30 stycznia w Los Angeles odbyła się wielka premiera dokumentu o życiu aktorki i ikony lat 90., Pameli Anderson. Gwiazda pojawiła się na imprezie w pięknej, czerwonej sukni od Naeema Khana i zachwyciła promiennym wyglądem i wciąż perfekcyjną sylwetką. Aż trudno uwierzyć, że skończyła już 55 lat!
Pamela Anderson pojawiła się na premierze dokumentu "Pamela, a Love Story" m.in. w towarzystwie swoich ukochanych synów, Brandona oraz Dylana i, jak można było przewidzieć, skradła całe show.
Pamela Anderson na premierze dokumentu Netflixa.
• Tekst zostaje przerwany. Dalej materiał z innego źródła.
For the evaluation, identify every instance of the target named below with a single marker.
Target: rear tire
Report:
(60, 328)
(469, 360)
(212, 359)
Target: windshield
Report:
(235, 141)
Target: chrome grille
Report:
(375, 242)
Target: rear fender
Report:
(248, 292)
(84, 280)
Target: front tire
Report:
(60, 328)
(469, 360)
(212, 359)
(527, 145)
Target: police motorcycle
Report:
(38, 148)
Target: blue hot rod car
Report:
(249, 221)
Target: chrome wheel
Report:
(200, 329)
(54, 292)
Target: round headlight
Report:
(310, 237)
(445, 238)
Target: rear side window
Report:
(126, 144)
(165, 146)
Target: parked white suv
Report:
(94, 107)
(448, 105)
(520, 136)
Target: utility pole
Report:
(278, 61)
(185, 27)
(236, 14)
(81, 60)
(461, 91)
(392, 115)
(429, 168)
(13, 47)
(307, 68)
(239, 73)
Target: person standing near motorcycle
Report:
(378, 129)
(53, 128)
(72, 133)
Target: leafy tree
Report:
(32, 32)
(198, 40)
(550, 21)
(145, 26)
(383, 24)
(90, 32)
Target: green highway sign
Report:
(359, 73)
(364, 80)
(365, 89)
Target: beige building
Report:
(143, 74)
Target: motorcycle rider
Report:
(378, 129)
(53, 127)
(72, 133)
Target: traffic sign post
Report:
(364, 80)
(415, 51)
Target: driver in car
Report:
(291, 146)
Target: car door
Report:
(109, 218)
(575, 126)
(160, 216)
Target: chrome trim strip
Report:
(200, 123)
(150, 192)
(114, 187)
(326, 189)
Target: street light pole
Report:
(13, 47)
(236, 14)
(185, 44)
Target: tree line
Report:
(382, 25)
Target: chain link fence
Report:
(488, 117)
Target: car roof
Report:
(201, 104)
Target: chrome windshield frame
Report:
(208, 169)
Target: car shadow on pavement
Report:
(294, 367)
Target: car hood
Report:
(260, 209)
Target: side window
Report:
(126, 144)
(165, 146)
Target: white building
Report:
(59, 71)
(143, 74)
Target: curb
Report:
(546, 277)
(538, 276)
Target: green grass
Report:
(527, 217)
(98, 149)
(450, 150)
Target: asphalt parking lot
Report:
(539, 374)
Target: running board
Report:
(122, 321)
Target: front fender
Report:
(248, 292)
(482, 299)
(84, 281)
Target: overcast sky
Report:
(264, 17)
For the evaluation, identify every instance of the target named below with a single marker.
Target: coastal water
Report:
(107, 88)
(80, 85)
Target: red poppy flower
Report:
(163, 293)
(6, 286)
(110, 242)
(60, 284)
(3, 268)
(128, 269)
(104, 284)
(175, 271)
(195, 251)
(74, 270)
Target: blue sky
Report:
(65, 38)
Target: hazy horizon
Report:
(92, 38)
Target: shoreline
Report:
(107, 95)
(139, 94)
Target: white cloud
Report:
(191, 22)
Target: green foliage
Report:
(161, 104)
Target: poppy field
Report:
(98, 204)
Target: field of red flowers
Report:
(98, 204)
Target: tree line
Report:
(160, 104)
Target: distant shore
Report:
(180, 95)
Zachwyciła stylizacją!
Gwiazda "Baywatch" założyła na tę okazję, sięgającą ziemi, kreację na ramiączkach projektu Naeema Khana z kolekcji Resort 2023. Czerwona, podkreślająca sylwetkę suknia ozdobiona była srebrnymi kryształkami i pięknie lśniła w świetle fleszów.
Uzupełnieniem stylizacji były szpilki od Christiana Louboutina i długie, wiszące kolczyki. Pamela zdecydowała się także na charakterystyczny dla siebie makijaż - mocno podkreślone oczy i jaśniejsze usta. Włosy spięła natomiast w niedbały kok.
Dzień po oficjalnej premierze dokumentu Pamela Anderson rozpoczęła także promocję swojej książki "Love, Pamela", którą kupić już można także w Polsce. Ta autobiografia, podobnie jak produkcja Netflixa jest próbą wykrzyczenia światu prawdy o samej sobie i pierwszym tak głośnym manifestem aktorki. Zarówno w dokumencie jak i książce największa seksbomba naszych czasów stara się odciąć od tej roli i przypomnieć, że symbolem seksu była tylko przez chwilę, a kochającą matką oraz córką, żarliwą obrończynią natury i zwierząt oraz działaczką społeczną jest przez całe życie.
31 stycznia aktorka pojawiła się na nagraniach programu Jimmy Kimmel Live!, a fotoreporterom udało się przyłapać ją, gdy opuszczała hotel w Beverly Hills. 55-letnia gwiazda ubrana była tym razem w czarną sukienkę w stylu pin up i duże okulary przeciwsłoneczne. W której stylizacji podoba wam się bardziej?